I will attempt to summarize the salient issues that have been raised in this Community thread. We thank the original poster, and several who have responded, for helping to bring these to light. But the thread has been diffuse, has rambled, and has some aspects of "rant" posts (unintended, I realize), and we do need to draw it to a close so the actual issues do not get lost in noise. Further discussion should proceed in this new thread. If there are issues I have missed, they can be raised here. Note however the caveat that responses should be concise and not stray from current handling of units via Quantity
.
(1) Due in part to a transcription error, we learned that this evaluates.
In[786]:= Integrate[v, Quantity[3, "Seconds"]]

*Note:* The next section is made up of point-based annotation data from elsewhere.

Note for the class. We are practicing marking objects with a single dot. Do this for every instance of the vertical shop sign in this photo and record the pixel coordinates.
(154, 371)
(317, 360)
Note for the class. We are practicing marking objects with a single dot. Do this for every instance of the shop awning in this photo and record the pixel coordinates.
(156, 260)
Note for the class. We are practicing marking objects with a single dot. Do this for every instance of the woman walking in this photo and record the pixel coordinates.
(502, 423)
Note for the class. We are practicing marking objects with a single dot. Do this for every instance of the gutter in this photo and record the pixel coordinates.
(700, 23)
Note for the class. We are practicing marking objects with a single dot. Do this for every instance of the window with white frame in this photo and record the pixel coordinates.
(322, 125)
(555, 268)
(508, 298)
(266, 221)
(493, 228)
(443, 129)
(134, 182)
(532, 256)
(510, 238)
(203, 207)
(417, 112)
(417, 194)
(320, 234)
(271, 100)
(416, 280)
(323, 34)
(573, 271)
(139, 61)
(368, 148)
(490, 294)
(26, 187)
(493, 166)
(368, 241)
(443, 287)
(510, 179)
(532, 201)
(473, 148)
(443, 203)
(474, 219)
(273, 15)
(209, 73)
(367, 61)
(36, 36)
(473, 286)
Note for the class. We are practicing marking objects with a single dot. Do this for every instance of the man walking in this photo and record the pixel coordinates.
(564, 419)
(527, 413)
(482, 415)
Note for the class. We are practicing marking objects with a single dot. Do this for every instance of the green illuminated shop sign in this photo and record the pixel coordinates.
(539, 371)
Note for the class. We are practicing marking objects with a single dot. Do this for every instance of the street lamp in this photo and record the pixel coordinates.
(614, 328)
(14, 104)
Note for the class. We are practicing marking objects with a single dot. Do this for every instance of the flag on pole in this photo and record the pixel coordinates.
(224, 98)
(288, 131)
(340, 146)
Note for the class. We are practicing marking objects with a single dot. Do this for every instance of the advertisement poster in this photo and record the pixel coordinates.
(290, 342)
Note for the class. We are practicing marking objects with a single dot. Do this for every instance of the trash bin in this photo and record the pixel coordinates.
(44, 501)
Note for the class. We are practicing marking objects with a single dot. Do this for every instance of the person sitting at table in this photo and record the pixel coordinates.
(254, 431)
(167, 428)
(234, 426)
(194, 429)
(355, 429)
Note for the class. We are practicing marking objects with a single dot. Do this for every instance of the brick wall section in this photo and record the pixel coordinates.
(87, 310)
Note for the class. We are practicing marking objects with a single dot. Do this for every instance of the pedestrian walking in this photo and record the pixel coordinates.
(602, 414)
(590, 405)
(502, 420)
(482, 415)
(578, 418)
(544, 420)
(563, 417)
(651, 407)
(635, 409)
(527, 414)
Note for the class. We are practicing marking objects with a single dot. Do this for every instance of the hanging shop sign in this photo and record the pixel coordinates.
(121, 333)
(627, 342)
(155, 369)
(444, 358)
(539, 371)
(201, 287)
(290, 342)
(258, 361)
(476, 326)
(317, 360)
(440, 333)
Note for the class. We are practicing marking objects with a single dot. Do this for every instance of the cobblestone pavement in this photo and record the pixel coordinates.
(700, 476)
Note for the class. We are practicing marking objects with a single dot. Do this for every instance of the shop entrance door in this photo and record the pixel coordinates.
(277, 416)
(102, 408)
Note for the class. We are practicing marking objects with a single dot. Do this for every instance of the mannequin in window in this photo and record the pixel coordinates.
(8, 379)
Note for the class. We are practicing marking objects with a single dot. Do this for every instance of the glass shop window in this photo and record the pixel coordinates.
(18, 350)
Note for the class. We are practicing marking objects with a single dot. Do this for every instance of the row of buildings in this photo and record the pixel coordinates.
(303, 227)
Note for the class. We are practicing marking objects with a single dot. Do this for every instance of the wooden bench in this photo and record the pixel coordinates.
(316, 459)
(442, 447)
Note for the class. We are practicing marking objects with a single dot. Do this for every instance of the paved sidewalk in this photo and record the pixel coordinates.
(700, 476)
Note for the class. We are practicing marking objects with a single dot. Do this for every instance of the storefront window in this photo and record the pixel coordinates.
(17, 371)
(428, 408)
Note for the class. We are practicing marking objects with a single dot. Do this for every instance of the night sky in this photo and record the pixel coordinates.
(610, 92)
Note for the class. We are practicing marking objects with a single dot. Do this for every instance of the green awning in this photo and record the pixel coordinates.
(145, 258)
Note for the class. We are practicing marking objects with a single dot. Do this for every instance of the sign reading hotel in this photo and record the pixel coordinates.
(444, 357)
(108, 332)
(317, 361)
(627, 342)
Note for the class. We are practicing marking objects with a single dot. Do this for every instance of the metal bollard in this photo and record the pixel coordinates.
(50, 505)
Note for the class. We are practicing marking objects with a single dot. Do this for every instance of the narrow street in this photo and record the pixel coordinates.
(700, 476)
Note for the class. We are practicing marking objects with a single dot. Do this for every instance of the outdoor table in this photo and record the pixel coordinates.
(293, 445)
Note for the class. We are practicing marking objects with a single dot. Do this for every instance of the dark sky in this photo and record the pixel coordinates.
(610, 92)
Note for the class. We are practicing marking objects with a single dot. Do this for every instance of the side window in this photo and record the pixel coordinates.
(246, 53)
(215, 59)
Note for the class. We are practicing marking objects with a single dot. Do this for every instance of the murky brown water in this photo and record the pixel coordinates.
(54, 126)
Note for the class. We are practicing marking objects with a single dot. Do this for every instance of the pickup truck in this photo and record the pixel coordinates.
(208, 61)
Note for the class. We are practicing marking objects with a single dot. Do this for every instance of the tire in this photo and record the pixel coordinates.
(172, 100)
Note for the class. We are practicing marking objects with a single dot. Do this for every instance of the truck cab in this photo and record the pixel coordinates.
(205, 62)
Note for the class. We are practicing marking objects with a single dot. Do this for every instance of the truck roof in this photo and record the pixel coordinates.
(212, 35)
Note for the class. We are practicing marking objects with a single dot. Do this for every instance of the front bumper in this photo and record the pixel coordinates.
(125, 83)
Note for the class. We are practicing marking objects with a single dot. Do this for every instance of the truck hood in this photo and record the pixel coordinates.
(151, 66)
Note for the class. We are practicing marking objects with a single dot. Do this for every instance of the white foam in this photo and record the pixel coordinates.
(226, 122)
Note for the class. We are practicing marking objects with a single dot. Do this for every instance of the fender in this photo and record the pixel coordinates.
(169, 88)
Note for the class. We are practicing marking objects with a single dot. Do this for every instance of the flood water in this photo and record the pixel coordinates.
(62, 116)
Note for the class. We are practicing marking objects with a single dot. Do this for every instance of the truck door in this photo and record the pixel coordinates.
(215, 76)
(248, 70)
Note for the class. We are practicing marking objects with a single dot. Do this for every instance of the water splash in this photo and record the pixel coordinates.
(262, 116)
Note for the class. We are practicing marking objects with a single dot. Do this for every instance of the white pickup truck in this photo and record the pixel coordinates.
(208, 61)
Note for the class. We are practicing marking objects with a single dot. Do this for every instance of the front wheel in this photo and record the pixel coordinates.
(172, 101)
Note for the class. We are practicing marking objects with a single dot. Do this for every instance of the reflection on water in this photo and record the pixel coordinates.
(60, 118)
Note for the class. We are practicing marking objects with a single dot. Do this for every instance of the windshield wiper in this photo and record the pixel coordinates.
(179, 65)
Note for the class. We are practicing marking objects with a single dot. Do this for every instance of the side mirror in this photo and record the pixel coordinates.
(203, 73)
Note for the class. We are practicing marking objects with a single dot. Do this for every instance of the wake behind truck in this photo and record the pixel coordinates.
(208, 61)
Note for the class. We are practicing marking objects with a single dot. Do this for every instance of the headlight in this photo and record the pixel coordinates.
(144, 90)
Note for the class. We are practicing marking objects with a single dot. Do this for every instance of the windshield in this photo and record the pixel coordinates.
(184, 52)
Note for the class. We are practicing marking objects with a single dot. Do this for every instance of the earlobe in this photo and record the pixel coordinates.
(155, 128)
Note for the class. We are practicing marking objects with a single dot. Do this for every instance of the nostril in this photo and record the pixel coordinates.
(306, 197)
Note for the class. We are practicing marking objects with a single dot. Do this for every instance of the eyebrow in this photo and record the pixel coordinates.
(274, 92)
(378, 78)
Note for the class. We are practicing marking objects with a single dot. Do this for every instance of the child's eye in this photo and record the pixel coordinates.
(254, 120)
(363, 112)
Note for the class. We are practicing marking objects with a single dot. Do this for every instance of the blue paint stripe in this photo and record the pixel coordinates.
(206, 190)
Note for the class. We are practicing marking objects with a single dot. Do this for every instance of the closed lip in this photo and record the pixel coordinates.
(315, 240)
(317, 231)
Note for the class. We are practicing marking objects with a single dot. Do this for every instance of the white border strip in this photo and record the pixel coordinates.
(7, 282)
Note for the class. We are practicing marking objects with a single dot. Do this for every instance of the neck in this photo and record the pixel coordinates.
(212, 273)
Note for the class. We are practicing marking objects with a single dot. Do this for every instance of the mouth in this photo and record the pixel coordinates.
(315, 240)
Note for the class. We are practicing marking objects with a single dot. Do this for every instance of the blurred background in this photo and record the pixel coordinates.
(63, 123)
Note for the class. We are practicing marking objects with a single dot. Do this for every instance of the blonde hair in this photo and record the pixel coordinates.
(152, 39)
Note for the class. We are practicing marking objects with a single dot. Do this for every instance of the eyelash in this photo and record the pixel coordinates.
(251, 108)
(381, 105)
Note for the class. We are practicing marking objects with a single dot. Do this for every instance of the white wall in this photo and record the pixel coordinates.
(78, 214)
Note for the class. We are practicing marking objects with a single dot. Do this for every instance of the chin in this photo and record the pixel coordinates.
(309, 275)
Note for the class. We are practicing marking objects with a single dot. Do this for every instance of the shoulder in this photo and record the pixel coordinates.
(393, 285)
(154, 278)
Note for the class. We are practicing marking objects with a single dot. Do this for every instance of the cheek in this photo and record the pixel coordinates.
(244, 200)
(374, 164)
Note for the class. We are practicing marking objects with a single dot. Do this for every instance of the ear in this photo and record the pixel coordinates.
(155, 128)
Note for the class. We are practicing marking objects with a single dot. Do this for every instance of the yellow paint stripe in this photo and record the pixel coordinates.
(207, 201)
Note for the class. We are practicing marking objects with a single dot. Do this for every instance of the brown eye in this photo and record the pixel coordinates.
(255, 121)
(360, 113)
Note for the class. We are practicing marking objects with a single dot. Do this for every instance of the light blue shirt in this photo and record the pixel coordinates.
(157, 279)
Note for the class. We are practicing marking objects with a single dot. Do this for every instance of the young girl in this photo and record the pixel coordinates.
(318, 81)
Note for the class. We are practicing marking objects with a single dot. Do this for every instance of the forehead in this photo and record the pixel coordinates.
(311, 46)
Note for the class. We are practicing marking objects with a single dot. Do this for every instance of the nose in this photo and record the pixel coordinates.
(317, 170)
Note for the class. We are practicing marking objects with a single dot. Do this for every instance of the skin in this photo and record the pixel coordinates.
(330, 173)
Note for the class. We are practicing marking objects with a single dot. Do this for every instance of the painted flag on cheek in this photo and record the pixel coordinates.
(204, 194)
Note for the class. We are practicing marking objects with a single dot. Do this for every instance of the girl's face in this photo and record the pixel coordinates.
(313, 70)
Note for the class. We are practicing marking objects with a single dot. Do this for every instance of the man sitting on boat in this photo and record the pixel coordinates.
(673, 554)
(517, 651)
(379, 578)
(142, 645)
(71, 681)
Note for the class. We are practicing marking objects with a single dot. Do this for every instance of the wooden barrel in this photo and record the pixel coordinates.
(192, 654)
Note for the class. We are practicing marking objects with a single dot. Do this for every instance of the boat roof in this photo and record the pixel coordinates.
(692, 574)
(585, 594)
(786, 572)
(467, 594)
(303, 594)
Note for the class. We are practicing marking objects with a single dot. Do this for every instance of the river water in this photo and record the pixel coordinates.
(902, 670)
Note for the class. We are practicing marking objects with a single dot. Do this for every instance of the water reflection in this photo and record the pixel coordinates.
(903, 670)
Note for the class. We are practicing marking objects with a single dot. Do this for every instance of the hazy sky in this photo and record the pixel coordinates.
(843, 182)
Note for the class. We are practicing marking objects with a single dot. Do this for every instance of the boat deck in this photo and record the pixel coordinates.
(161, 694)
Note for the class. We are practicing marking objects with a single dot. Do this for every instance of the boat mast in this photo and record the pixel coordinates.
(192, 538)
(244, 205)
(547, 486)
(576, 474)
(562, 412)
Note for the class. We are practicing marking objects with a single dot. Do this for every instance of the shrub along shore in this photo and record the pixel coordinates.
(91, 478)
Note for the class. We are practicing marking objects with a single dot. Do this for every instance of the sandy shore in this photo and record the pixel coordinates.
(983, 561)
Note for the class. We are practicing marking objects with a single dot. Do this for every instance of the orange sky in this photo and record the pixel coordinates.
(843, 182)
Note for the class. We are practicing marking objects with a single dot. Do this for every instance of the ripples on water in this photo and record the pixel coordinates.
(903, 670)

(* Out[786]= Quantity[3 v, "Seconds"] *)
This should not evaluate but rather issue an error message. It has been fixed for a future release.
(2) Here is the integral that had been intended.
In[787]:= ii = Integrate[v, Quantity[t, "Seconds"]]
(* Out[787]= Quantity[t v, "Seconds"] *)
It looks fine. But there is a subtlety one sees in the InputForm
.
In[788]:= InputForm[ii]
(* Out[788]//InputForm=
Quantity[t*v, "Seconds"] *)
In contrast, a straightforward multiplication will not pull v
inside the Quantity
.
In[790]:= ii2 = v*Quantity[t, "Seconds"];
InputForm[ii2]
(* Out[791]//InputForm=
v*Quantity[t, "Seconds"] *)
This matters, for purposes indicated in the prior thread, because Solve
handles one form but not the other.
In[792]:= Solve[ii2 == Quantity[3, "Meters"], v]
(* Out[792]= {{v -> Quantity[3, ("Meters")/("Seconds")]/t}} *)
In[793]:= Solve[ii == Quantity[3, "Meters"], v]
(* During evaluation of In[793]:= Solve::units: Solve was unable to determine the units of quantities that appear in the input.
Out[793]= Solve[Quantity[t v, "Seconds"] == Quantity[3, "Meters"], v] *)
We acknowledge that this is a weak spot and it is currently under discussion. That stated, there are some tricky underlying issues and I cannot guarantee there will be a "good" resolution.
(3) One post gave rise to a simple example showing another weak spot in the unit inferencing. First example works fine, second one fails. The only difference is that in one the scalar magnitude is a symbol while in the other it is an expression with a head.
In[798]:= rr = Quantity[f, "Newtons"];
m = Quantity[12, "Kilograms"];
Solve[rr == m*a, a]
(* Out[800]= {{a -> f (Quantity[1/12, ("Meters")/("Seconds")^2])}} *)
In[801]:= rr = Quantity[f[1], "Newtons"];
Solve[rr == m*a, a]
(* During evaluation of In[801]:= Solve::units: Solve was unable to determine the units of quantities that appear in the input.
Out[803]= Solve[Quantity[f[1], "Newtons"] == a (Quantity[12, "Kilograms"]), a] *)
(4) I had mistakenly suggested a way to handle derivatives of expressions that are constant with respect to the differentiation variable, in a way that would give the correct units (and zero magnitude) in the result.
In[805]:= D[Quantity[5, "Meters"], Quantity[t, "Seconds"]]
(* Out[805]= Quantity[0, 1/("Seconds")] *)
It was pointed out that the "expected" units would be "Meters"/"Seconds". This too is under current discussion. And again, I can make no promises as to outcome, other than to state it is not being ignored here.
I hope I have correctly ascertained all issues that arose. Again, if I missed any, please supply minimal examples. All the above examples are short and show clearly the indicated pathologies. Further examples should be similar. Rule of thumb, if they cannot be written in Mathematica copy-pastable form in the response proper, then they are not minimal. Moderator discretion may be exercised in editing or removing posts that fall outside the intentionally narrow parameters of this thread.